As mentioned in an earlier blog, this is a useful phrase, with a respectable pedigree: https://en.wikipedia.org/wiki/The_wrong_type_of_snow and it can certainly be applied to the snow we had last week. After two days of fine snow and wind ie blizzards, this pile of snow was found under the roof over our Pugin bedroom, luckily just as the thaw set in.
We do not have one of those vacuum cleaners that suck up water and so presumably are also fit for snow. Anyway, if we did, it would probably suck up the fibreglass insulation as well, so we use traditional methods: hand shovel and black plastic bags. Anthony Marriott, one of our house managers and the one who detected the tell-tale drip, and I lit the roof space with a bright lamp and set about scooping up the snow and bagging it up to be disposed of for melting outside. If it melts under the roof, it can bring down a ceiling or at least make a mess of the paintwork. An hour and a half later (there were other piles elsewhere) it was all gone, and we had managed not to step between any rafters and damage the ceiling below in a more forceful way.
The photograph not only shows the offending snow, but also the cast iron roof trusses designed by the castle architect, Robert Smirke.
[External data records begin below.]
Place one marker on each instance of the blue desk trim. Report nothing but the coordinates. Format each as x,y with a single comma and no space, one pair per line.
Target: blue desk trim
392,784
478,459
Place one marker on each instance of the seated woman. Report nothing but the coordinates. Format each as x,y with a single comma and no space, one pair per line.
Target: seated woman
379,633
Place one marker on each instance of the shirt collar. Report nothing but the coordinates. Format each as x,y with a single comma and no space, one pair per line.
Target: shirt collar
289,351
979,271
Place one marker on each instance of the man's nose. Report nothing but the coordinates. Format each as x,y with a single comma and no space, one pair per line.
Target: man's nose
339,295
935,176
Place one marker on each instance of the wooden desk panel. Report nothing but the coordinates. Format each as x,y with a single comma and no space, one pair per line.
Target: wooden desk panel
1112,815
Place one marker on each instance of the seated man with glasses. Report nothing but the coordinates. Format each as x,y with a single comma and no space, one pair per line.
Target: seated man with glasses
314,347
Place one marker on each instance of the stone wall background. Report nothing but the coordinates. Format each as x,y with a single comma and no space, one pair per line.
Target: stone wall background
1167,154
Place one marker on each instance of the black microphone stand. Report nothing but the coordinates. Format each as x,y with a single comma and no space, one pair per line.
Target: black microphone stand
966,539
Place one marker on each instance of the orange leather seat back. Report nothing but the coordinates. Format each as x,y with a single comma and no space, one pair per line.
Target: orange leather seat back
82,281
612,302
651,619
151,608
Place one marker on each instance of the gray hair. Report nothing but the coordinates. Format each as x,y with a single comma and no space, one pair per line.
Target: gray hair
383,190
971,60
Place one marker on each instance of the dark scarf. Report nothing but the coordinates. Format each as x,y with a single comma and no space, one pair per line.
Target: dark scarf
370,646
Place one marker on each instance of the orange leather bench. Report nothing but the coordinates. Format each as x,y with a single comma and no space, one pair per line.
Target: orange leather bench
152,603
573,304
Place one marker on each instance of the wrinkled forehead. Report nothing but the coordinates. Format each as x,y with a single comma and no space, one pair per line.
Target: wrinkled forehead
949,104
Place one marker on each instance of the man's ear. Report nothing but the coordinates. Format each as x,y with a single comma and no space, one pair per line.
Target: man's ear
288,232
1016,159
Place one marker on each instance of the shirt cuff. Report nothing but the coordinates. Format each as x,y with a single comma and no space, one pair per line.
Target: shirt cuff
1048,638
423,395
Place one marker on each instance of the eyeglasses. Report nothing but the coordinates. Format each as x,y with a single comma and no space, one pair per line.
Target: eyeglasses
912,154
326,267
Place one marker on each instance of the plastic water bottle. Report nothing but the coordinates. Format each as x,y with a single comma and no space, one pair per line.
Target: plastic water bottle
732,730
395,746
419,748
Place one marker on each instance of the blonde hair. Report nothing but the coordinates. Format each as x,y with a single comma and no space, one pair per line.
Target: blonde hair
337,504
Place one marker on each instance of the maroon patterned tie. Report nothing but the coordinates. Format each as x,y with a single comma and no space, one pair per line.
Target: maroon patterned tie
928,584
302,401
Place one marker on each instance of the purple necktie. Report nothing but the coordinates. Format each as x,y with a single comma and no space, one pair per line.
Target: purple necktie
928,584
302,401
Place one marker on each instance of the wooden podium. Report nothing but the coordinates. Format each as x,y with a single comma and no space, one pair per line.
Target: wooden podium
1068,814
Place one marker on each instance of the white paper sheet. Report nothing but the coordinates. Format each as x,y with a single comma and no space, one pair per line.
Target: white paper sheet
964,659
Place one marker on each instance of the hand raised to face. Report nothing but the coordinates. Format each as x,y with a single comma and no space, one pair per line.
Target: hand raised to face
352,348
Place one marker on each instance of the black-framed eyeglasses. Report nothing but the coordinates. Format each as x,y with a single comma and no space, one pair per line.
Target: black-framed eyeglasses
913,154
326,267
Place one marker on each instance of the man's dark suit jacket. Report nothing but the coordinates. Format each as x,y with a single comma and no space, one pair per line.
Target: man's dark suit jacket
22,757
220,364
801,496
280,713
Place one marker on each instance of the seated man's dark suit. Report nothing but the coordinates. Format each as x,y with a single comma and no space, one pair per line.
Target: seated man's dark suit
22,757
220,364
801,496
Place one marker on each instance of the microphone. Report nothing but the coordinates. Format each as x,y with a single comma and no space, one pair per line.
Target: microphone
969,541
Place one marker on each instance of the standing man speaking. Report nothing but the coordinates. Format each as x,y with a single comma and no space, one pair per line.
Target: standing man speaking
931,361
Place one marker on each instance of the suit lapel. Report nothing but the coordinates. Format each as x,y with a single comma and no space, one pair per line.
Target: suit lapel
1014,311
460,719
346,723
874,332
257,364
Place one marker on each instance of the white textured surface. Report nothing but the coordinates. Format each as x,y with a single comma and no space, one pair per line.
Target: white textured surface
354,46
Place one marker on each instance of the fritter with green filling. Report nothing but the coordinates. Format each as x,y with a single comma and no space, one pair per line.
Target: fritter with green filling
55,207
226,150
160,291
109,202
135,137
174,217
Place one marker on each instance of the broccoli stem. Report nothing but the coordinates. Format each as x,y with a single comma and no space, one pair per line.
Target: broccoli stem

The slates rest on cast iron purlins and are held in place by nails. It is a system that has survived the test of time, but unfortunately the seal between the slates or torching as described here: http://great-home.co.uk/repairing-torching-on-a-roof/ has long dropped off, and we have not replaced it, allowing, as an architect might say, the ingress of snow. If we had the wrong type of snow every winter, I would think about it.